Stream-Processing In A
High Traffic Environment
From Startup To Post-Acquisition
Daniel Pezely
Formerly with Splunk/BugSense
(now with Snagz.net)
Data Pipelines & Distributed Systems Meetup
at STAT Search Analytics, Vancouver, BC
24 November 2016
Context
We’ll look inside that “cloud” icon from before and after
BugSense
was acquired and became Splunk MINT …
[image from About Splunk MINT]
Background
BugSense founded in 2011 in Athens, Greece
Total funding was USD $100k plus a hosting grant
Was #2 (behind Google) for crash reporting & analytics of mobile apps
Handled many billions of requests daily, non-stop from around the world
Acquired by Splunk in 2013 with headcount of 12
via connection made six months earlier at Erlang Factory SF 2013
The BugSense offering became a Splunk App– now called MINT:
Mobile Intelligence Splunk.com/mint
( Splunk also acquired Metaphor Software in 2015,
maintaining an office presence in Vancouver )
Bio
Daniel joined BugSense after its acquisition.
Maintained Lethe database & stream-processing system
plus co-developed Data Collector, both of which
are presented here.
Involved in many startups and large companies:
Main Street, Wall Street, Silicon Valley, Sydney,
and places in between– now in Vancouver.
Currently:
Founder and principal developer of Snagz.net
document and data-mining system for datasets that
may benefit from more than Machine Learning alone.
Part 1:
Original BugSense Architecture
Launch through early days of acquisition
( Before BugSense gets re-written as a Splunk App )
Criteria for LetheDB
Handle crash reporting & analytics of mobile devices:
- Data was mostly linear counters and probabilistic counters (HLL)
- Maintain low burn-rate
- Rules-out Hadoop and others needing large number of servers
- 10,000 free-tier customers per node (on commodity server)

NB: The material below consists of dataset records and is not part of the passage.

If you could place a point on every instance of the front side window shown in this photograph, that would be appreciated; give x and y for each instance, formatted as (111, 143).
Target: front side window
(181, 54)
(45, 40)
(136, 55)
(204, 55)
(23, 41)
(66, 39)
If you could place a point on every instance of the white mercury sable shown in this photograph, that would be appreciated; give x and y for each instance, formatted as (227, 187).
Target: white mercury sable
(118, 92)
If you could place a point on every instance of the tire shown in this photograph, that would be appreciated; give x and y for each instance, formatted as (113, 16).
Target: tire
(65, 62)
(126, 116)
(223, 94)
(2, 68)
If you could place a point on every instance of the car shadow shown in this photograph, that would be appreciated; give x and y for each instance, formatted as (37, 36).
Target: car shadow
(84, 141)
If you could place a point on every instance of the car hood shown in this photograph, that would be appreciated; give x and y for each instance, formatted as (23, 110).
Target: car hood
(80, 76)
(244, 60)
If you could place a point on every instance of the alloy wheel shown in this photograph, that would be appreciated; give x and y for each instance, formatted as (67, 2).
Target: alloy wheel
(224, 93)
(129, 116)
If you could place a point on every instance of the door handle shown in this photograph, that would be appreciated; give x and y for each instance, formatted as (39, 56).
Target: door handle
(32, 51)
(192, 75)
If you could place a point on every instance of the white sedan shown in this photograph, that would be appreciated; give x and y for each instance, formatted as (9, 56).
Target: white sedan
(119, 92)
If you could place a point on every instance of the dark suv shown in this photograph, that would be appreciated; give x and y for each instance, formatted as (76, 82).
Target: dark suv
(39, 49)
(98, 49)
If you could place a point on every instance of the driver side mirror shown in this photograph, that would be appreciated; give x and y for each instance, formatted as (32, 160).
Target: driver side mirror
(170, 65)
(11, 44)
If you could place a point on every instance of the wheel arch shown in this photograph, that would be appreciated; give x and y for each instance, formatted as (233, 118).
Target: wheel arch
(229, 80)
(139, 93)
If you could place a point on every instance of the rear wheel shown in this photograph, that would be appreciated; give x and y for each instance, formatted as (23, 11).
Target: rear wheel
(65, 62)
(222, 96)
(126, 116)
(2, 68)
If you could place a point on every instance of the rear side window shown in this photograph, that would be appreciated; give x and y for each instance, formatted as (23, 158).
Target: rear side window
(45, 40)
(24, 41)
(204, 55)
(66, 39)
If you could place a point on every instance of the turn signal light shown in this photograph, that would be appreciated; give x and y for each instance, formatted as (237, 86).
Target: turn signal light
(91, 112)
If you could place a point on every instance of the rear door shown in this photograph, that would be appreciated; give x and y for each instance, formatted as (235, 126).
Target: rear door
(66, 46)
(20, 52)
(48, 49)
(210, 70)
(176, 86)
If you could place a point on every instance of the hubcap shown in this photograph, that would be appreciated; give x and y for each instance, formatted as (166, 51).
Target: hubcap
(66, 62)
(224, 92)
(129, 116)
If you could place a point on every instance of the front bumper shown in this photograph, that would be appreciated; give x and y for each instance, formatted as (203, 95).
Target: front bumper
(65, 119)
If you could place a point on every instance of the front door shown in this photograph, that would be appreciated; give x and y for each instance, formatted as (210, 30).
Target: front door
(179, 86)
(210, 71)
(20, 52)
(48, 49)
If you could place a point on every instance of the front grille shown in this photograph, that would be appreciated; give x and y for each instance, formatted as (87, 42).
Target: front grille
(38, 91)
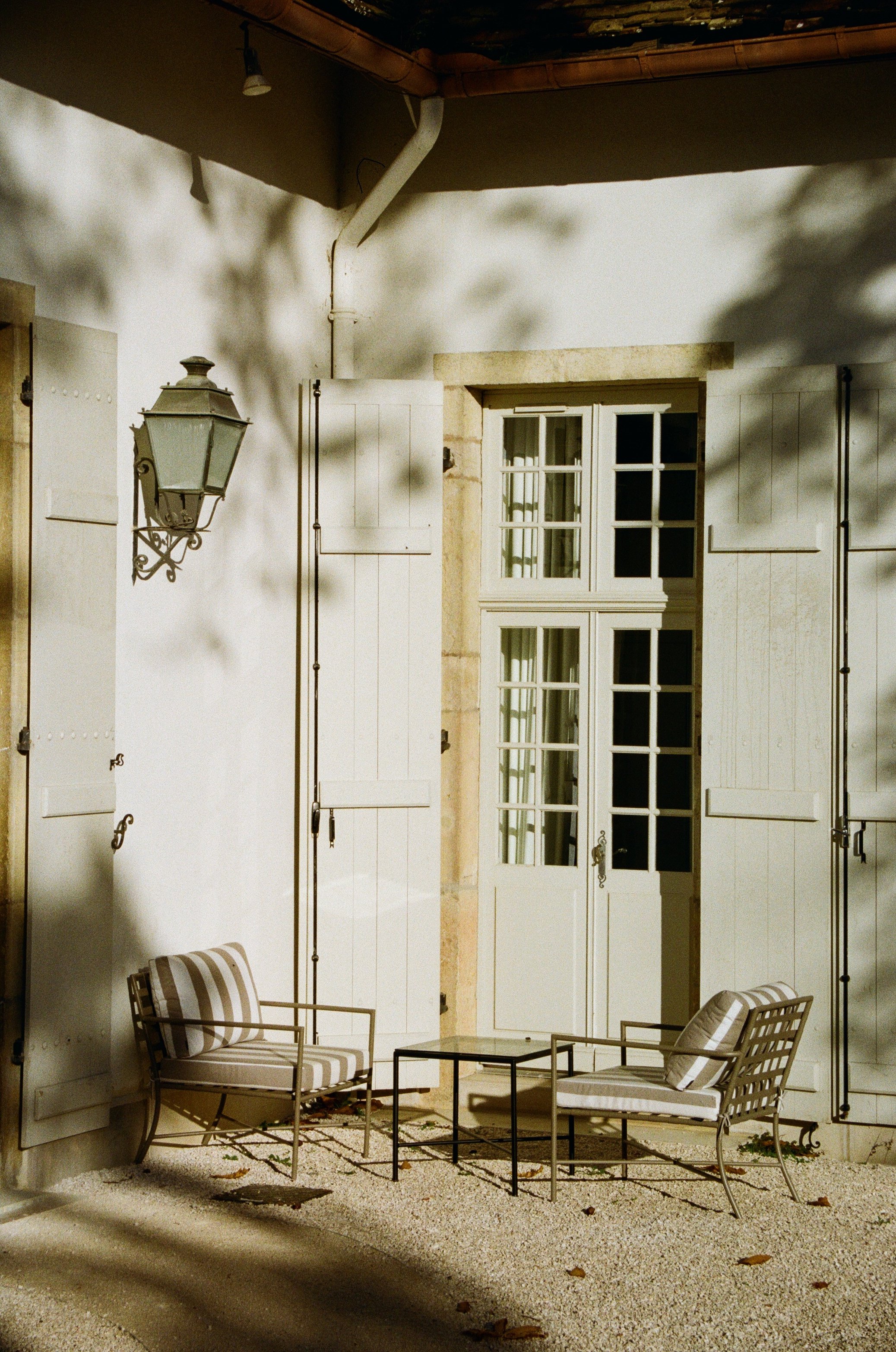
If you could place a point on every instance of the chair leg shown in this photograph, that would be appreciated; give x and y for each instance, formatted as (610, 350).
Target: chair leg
(149, 1132)
(722, 1174)
(217, 1120)
(367, 1114)
(296, 1120)
(778, 1151)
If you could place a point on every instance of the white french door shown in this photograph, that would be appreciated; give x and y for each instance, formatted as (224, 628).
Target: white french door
(645, 798)
(534, 822)
(588, 710)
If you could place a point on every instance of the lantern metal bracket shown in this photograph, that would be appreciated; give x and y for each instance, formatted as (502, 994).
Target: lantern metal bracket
(163, 541)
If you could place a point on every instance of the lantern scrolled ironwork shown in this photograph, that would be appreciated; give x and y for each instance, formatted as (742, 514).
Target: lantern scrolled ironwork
(184, 454)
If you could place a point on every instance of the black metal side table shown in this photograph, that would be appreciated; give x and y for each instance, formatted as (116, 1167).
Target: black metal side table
(487, 1051)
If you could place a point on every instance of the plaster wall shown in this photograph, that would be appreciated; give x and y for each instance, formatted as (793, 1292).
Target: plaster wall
(177, 253)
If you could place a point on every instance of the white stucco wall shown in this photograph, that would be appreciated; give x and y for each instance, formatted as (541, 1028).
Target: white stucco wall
(102, 221)
(792, 264)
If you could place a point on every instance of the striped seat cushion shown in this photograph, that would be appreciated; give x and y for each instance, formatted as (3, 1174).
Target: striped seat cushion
(717, 1028)
(267, 1066)
(636, 1089)
(212, 984)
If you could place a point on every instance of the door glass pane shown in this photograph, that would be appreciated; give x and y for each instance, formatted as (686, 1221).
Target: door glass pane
(675, 663)
(676, 551)
(674, 844)
(678, 494)
(518, 716)
(679, 438)
(632, 781)
(634, 438)
(560, 716)
(517, 775)
(521, 498)
(674, 783)
(634, 490)
(630, 841)
(561, 656)
(560, 778)
(560, 841)
(518, 655)
(632, 552)
(632, 718)
(521, 441)
(517, 838)
(519, 553)
(563, 497)
(632, 657)
(674, 718)
(563, 440)
(561, 553)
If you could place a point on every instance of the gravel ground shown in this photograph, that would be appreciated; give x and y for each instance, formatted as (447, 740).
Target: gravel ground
(660, 1259)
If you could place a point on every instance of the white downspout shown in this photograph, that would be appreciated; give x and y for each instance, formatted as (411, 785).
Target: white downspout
(367, 214)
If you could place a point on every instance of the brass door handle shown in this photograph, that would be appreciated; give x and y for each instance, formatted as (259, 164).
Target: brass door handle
(599, 859)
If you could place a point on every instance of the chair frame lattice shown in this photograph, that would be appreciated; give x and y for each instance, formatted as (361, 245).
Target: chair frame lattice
(752, 1090)
(148, 1031)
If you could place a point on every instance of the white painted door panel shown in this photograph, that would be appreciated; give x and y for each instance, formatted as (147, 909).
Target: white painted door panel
(872, 733)
(66, 1083)
(768, 663)
(380, 706)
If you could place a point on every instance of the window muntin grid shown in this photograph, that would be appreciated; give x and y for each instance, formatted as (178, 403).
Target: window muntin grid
(655, 494)
(541, 495)
(652, 751)
(538, 746)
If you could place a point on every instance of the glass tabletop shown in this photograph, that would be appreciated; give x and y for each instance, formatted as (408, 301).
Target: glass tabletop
(481, 1048)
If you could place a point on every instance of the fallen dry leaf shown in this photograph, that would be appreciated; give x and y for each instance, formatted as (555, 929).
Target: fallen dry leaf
(502, 1333)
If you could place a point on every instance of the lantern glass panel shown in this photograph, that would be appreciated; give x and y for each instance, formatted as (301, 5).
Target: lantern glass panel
(225, 445)
(180, 448)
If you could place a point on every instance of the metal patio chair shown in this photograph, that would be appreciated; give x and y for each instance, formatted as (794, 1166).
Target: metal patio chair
(285, 1070)
(749, 1089)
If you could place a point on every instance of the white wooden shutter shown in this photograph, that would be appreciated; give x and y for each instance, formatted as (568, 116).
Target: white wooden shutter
(872, 737)
(768, 659)
(380, 705)
(66, 1082)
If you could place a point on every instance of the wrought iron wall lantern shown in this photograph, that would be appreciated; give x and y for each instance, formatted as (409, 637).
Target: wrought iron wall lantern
(184, 452)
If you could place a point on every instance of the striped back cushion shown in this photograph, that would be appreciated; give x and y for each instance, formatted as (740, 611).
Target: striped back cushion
(717, 1028)
(214, 984)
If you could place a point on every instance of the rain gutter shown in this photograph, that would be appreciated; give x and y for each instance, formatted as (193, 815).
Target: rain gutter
(468, 75)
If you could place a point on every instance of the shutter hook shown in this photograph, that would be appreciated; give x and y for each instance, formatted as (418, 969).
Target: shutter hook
(118, 835)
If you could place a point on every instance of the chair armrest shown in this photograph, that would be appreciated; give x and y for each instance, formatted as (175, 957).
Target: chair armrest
(633, 1047)
(667, 1028)
(330, 1009)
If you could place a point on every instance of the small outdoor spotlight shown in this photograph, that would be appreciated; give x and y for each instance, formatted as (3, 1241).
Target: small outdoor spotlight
(254, 82)
(184, 452)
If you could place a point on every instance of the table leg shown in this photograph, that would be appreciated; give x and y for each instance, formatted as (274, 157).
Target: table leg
(572, 1120)
(395, 1117)
(514, 1143)
(456, 1111)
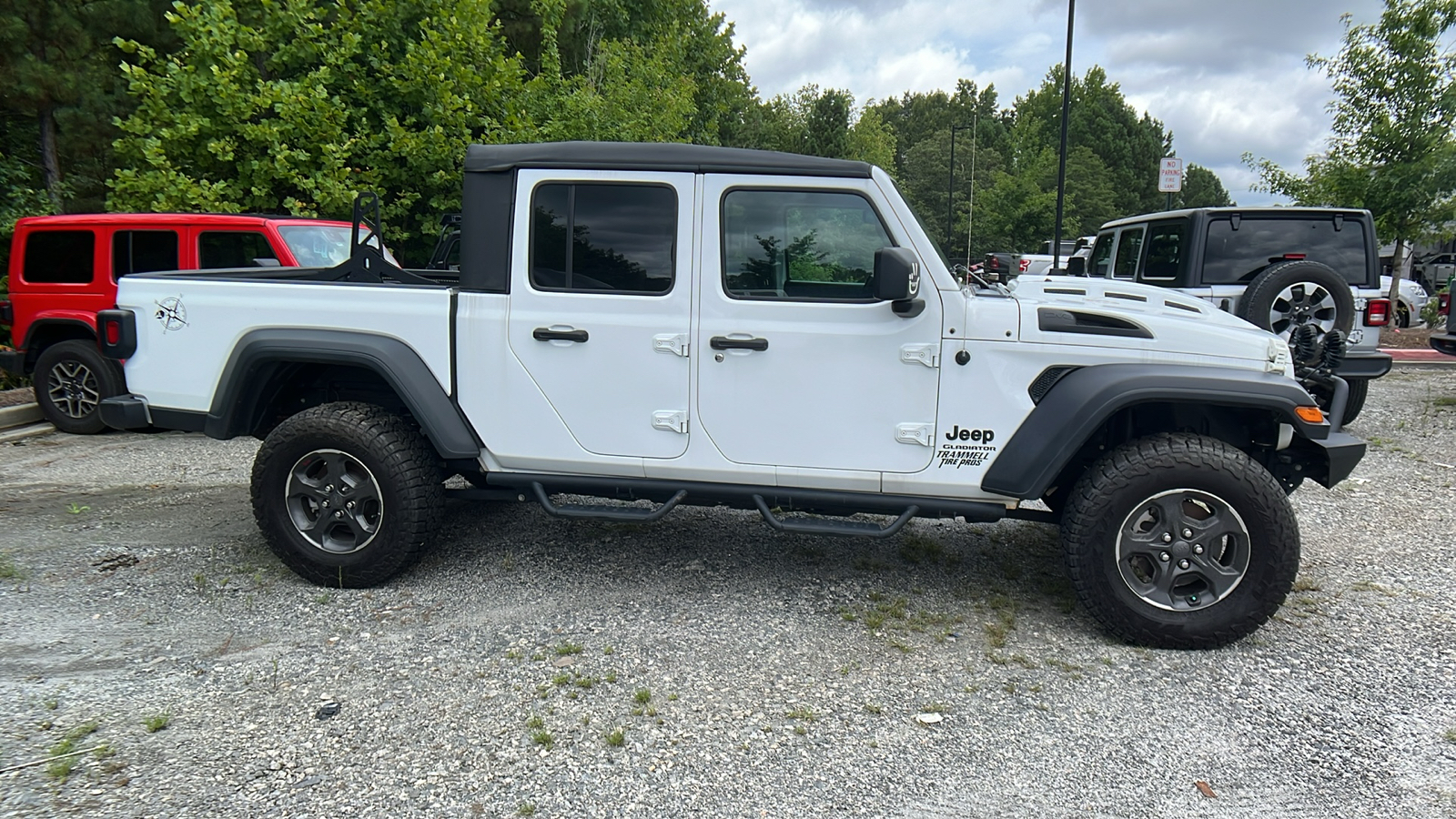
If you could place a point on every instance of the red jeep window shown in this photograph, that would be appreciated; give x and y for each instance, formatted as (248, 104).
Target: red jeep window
(233, 248)
(143, 251)
(60, 257)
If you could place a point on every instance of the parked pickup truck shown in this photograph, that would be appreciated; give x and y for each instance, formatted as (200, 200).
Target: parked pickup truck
(701, 325)
(63, 268)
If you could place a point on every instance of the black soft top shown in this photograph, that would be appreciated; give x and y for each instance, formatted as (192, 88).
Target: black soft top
(657, 157)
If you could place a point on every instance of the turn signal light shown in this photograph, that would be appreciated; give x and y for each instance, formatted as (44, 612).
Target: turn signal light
(1378, 312)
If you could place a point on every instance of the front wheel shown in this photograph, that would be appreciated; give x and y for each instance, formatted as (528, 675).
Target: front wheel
(1179, 541)
(347, 494)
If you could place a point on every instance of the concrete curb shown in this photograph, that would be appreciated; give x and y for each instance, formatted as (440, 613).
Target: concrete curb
(22, 421)
(19, 414)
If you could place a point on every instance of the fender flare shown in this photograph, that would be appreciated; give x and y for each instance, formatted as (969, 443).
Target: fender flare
(1085, 398)
(239, 392)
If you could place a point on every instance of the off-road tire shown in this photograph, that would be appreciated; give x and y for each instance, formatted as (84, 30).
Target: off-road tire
(1267, 288)
(70, 379)
(1138, 472)
(379, 448)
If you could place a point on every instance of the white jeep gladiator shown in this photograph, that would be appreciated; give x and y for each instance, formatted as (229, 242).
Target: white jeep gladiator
(703, 325)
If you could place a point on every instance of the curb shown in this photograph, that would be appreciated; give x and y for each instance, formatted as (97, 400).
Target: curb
(22, 421)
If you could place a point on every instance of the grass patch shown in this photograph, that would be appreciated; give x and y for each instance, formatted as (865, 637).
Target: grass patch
(62, 768)
(803, 713)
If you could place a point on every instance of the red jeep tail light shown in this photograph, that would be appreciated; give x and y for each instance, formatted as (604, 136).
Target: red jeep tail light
(1378, 312)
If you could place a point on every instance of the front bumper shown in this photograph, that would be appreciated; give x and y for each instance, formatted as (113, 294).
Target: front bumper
(126, 413)
(1365, 366)
(12, 361)
(1343, 452)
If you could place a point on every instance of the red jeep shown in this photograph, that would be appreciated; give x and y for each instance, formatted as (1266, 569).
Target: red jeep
(63, 268)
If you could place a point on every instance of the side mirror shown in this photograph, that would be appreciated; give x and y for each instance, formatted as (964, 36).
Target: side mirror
(897, 280)
(897, 274)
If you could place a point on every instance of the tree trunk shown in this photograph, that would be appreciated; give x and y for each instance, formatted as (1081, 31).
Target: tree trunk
(48, 157)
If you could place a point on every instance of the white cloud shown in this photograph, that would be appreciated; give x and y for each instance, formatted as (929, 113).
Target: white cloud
(1227, 77)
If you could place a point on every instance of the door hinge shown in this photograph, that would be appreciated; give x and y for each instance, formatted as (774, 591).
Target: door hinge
(672, 343)
(928, 354)
(915, 433)
(670, 420)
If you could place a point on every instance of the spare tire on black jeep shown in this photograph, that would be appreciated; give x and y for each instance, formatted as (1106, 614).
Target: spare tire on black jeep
(1298, 292)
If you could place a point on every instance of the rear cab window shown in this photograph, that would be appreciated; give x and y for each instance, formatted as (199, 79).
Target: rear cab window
(235, 248)
(1235, 256)
(60, 257)
(143, 251)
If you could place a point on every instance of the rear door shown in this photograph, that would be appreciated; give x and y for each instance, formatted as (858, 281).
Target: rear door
(601, 312)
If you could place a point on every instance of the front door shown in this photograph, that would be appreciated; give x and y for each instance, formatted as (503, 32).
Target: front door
(798, 365)
(601, 310)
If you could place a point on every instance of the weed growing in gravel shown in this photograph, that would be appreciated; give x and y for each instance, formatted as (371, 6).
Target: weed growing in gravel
(803, 713)
(62, 767)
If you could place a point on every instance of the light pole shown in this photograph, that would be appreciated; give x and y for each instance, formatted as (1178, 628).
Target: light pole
(950, 191)
(1062, 162)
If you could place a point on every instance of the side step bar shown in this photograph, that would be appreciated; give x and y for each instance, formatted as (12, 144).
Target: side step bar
(769, 501)
(829, 526)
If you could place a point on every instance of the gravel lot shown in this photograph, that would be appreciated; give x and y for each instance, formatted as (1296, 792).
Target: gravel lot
(749, 673)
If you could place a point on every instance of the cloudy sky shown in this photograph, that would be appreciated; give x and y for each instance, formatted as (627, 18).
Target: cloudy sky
(1227, 77)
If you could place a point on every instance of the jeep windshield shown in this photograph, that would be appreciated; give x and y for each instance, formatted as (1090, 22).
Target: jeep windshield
(320, 245)
(1234, 257)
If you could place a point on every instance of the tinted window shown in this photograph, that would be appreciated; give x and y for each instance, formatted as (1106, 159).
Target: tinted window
(1165, 245)
(60, 257)
(143, 251)
(1128, 245)
(1101, 256)
(800, 245)
(1239, 256)
(233, 248)
(603, 238)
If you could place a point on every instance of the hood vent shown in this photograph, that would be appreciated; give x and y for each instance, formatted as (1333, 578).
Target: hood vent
(1052, 319)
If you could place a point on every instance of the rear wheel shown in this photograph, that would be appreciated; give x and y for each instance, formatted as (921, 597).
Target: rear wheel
(70, 380)
(347, 494)
(1179, 541)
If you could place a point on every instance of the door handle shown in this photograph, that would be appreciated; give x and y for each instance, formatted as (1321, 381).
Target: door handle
(724, 343)
(548, 334)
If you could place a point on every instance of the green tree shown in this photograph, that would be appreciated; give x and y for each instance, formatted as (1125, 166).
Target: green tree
(1392, 149)
(62, 89)
(701, 44)
(1201, 188)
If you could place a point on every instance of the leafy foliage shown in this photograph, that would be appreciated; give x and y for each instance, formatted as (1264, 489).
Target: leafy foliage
(1392, 150)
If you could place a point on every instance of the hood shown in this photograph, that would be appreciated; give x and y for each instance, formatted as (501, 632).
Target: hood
(1164, 324)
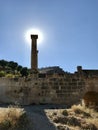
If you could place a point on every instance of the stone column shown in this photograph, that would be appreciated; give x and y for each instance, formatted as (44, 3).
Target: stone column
(34, 54)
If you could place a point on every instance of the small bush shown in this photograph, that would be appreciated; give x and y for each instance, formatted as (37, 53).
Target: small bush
(2, 74)
(65, 113)
(13, 119)
(10, 76)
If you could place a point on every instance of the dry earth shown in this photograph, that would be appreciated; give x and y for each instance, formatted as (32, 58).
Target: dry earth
(50, 117)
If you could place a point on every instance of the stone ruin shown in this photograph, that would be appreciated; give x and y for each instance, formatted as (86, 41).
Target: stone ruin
(51, 85)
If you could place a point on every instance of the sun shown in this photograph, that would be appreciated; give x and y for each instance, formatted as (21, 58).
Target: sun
(33, 31)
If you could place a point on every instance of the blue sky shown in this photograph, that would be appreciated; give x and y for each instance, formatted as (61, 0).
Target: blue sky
(70, 29)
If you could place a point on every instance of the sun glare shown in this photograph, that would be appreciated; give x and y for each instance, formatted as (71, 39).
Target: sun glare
(33, 31)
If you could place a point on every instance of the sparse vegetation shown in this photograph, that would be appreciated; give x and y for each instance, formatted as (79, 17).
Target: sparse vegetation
(75, 118)
(13, 119)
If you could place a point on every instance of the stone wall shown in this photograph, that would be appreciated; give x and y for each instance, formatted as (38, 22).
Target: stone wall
(65, 89)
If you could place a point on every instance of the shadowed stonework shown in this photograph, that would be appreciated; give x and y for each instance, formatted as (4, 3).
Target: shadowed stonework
(51, 85)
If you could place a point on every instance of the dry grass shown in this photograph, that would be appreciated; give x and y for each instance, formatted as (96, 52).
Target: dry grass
(12, 119)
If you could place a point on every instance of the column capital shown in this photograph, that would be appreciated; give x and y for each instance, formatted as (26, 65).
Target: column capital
(33, 36)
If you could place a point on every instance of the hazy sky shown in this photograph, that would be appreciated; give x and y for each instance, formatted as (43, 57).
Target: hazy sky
(70, 29)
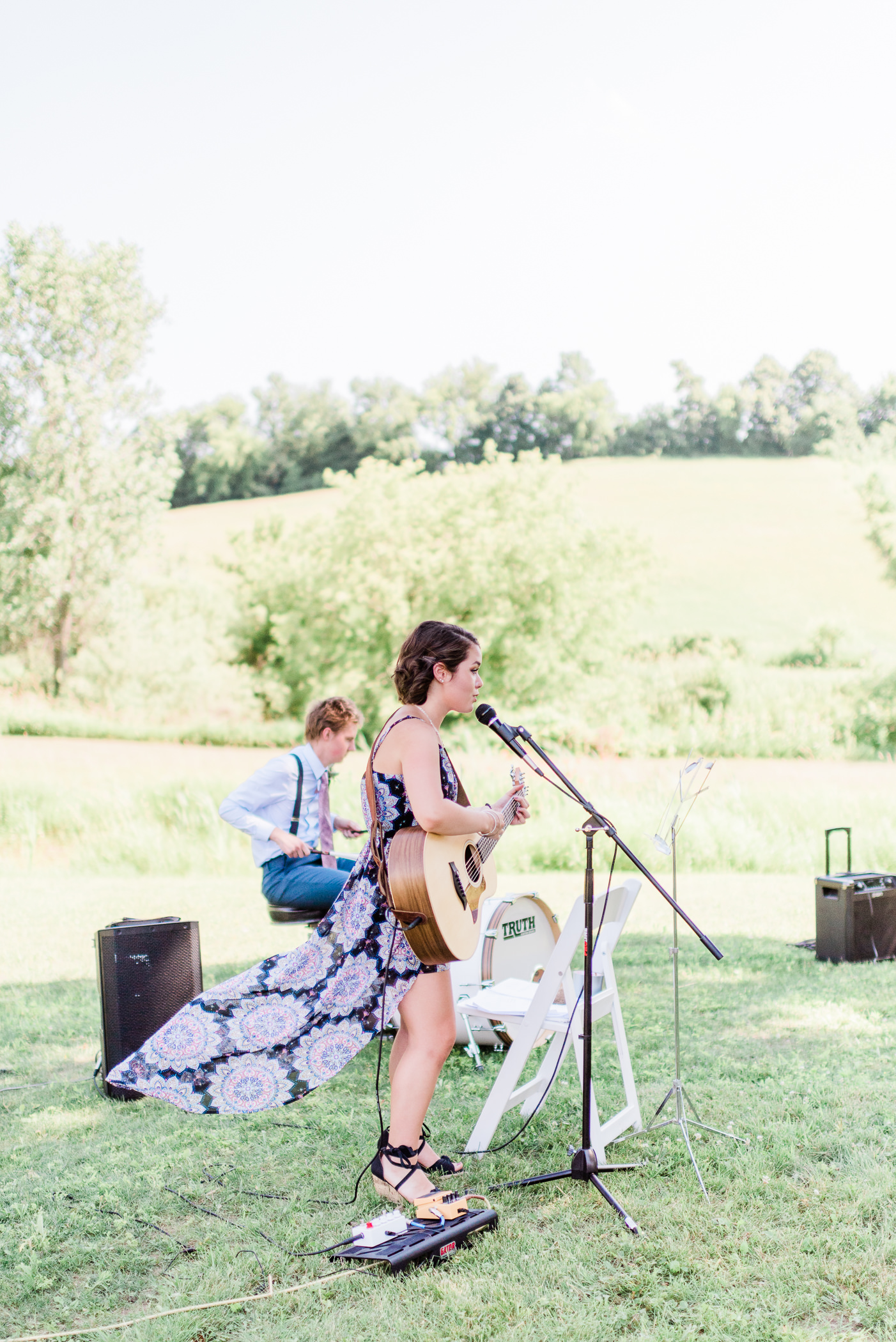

- Handle very high traffic, non-stop from around the world
- Within 2 years, over 500 Million devices reporting daily
- Traffic appeared to AWS as DDoS attack
- Each node must be relatively autonomous
- No network calls from worker nodes
- Reply within single-digit milliseconds
- Because mobile networks introduce enough latency
- Load customer data on-demand
- Node boots without any data
- Allows for an oversubscribed server
- “Let it crash”
- Erlang motto, meaning: revert to well-defined stable state
- Very effective for garbage-collection
- Malleable query language
- Because an early stage startup is still learning about its niche
LetheDB
We’ll focus on the box highlighted:
Design & Implementation
- Stream processor and database– combined
- Avoid queuing (you’ll never catch-up!)
- Run everything in same memory space to reduce latency
- One Erlang “process” per customer
- Query language implemented in C
- Hash table implemented in C based upon
uthash
- However, C serialization/deserialization can become a bottleneck
- Keep distributed systems topology simple in the beginning
- With an all-in-one design, service discovery is unnecessary
- Manage data-flow with straight-forward layers:
- Rules for filters
- Finite State Machines
- Statistical Methods; e.g., enforcing quotas
- Query language was embedded Lisp (
Scheme R4
) implemented in C
- But migrated to native Erlang functions for 2015 release
- Store aggregate data only
- Originally required sub-sampling for large customers
- Sub-sampling became optional after 2015 release
- No external database
- No socket/pipe overhead
- No API translation overhead
- Custom replication engine
- Intended for hot/cold fail-over only
Key Feature: Multi-Tenancy
One Erlang “process” per customer:
- Spawn() on-demand, exits when idle
One set of tables per customer:
- No single customer can block any other – can only block yourself
- Encourages heavy users to upgrade to Dedicated server
Per-customer tables persisted for N+1 days(*) of retention:
- Key/Value pairs – mostly as linear counters
- Sets (implemented as arrays)
- Probabilistic counters (HLL)
Originally tracked full history:
- Useful while deciding upon actual retention length
- Settled on 7 days
- Pruned old files via
cron
(*) N+1 days of retention because of modulo naming scheme for re-using files
on disk and “atoms” within Erlang VM. One day of padding keeps semantics of
midnight/date-rollover simple, considering late arrival write
versus read
for report generation.
Part 2:
New Architecture After Acquisition
BugSense re-written as a Splunk app
Criteria for Data Collector
Use core Splunk for storage and processing
Front-end ingests 150k
requests per second per node sustained
- Software load balancer written in Erlang
- App-layer router: crash dumps, key/value pairs, metrics
- Rules for filtering
- Rules for transforming some data
- Rules for blocking traffic; e.g., if no longer a customer
- Accommodate mirroring production traffic
Feeds data into Splunk Indexer
- Typically deployed as cluster with 3 or more Indexers
- Indexers can take much time to recover after a crash
- Accommodate temporary network partitions
Therefore, must handle “live” versus “stale” data
- Always deliver “live” data, if any
- Throttle delivery of “stale” data, at nominal 20% max
Data Collector
- LetheDB replaced by Data Collector
- Google App Engine replaced by Splunk MINT App
Design & Implementation
First version (MVP) was single-tenant, second added multi-tenancy:
- As before with LDB, spawn customer’s Erlang “processes” on-demand
- Each customer represented by bundle of processes (LDB used just one)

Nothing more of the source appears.